Maybe. I don’t know what others’ intentions are when they uphold the objectivity of sinful acts. Perhaps they are being judgmental. I can’t say. I am just speaking to the moral character of actions themselves (matter), not the intention or an actor’s knowledge of that objective moral character. MRs seem to say that there is no such thing as sin (objectively), and unless and until they see that there is sin, and they themselves, like I myself, have committed many of them, there is no chance of being transformed, i.e. repenting and being forgiven.


#12

Dear fix,

I think those are good points. The guy wanted to know how he should act, and I think Christ pretty much told him that he already knows that. The guy seemed like a good enough guy, but I don’t know if he was really looking for transformation of the heart, or just another task he can chalk up and easily see.

Now he just needs to let go of ties to his worldly junk I guess.

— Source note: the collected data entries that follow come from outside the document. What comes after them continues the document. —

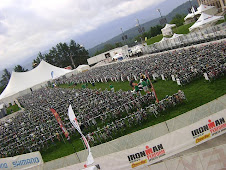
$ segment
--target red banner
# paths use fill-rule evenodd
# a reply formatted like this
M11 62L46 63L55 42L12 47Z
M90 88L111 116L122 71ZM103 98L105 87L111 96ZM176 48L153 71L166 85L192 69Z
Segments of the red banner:
M60 125L60 128L62 129L62 131L63 131L63 133L64 133L64 135L65 135L65 137L68 138L68 137L69 137L69 132L68 132L67 129L64 127L63 122L62 122L62 120L60 119L59 114L58 114L58 113L56 112L56 110L54 110L54 109L50 109L50 111L51 111L51 112L53 113L53 115L55 116L57 122L58 122L59 125Z

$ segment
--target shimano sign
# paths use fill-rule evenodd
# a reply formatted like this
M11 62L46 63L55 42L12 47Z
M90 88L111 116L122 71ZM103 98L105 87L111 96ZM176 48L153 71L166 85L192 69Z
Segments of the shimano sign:
M43 160L40 152L32 152L24 155L0 159L0 169L26 169L32 167L40 167Z

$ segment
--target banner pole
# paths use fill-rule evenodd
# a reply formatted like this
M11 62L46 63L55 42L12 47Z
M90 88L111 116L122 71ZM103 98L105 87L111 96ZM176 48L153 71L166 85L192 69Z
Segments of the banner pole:
M154 86L153 86L153 84L152 84L152 82L151 82L151 80L150 80L150 78L149 78L148 72L145 71L145 74L146 74L146 77L148 78L148 80L149 80L149 82L150 82L150 84L151 84L151 88L152 88L152 90L153 90L153 92L154 92L156 102L159 103L159 99L158 99L157 94L156 94L156 92L155 92L155 88L154 88Z
M75 149L75 147L74 147L74 145L73 145L71 139L69 139L68 142L72 145L72 148L73 148L73 150L74 150L74 152L75 152L75 154L76 154L76 156L77 156L77 158L78 158L78 161L79 161L79 163L81 163L81 160L80 160L80 158L79 158L79 156L78 156L78 153L77 153L77 151L76 151L76 149Z

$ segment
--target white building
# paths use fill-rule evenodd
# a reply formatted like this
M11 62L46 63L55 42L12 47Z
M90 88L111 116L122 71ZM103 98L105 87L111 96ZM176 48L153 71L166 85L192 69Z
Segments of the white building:
M87 62L89 65L94 65L101 61L103 61L105 63L109 63L112 61L112 58L116 54L122 54L123 56L128 56L128 45L125 45L123 47L118 47L118 48L112 49L110 51L104 52L102 54L96 55L94 57L88 58Z

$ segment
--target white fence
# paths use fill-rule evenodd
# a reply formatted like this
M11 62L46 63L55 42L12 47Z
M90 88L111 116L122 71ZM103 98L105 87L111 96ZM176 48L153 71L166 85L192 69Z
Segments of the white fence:
M191 32L189 34L181 34L176 38L168 38L165 41L145 46L142 50L146 54L156 53L164 50L200 44L223 38L226 38L226 22L216 26L208 27L206 29Z

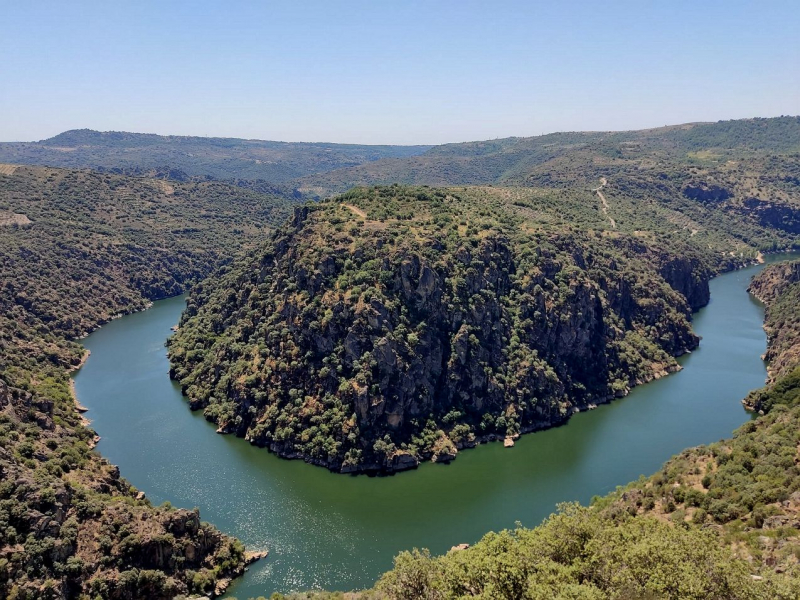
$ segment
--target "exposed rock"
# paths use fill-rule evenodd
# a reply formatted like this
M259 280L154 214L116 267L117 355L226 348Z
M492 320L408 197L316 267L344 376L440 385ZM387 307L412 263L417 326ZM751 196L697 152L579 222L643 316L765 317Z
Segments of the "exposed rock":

That’s what I think when I hear about him having to lose his many possessions. He has no idea what greater prize he would have gotten if he’d gotten rid of the junk and kept the good works too. His could not really be dedicated toward serviing things that last if it meant letting go of things that rust and moth destroy.

I’m an expert at this – a lifelong junk collector. Junk traps a person.

Alan


#13

Someone mentioned Peter Kreeft’s book above. You can also download some MP3 articles giving his argument against moral relativism:

peterkreeft.com/audio/05_relativism.htm


#14

If someone keeps telling you enough times that trees are blue you will begin to believe it without question.

That is the game of relatavism. Repeat the lie often enough and it will become cultural.


#15

[quote=cardenio]*“There is no objective truth.” - this statement is in itself an objective truth. *That’s the common refutation against relativism, but honestly - it can’t be that simple.Will someone feed my brain? Please?
[/quote]

You are right. The fight against relativism started many centuries ago. Socrates against the Sophists. You know the outcome: Socrates was executed because his teaching of truth. Drinking the hemlock, he left us his last lesson: Truth is the only reason of our lives. Truth is not an optional extra. Truth is our duty. Relativism means the defeat of human dignity.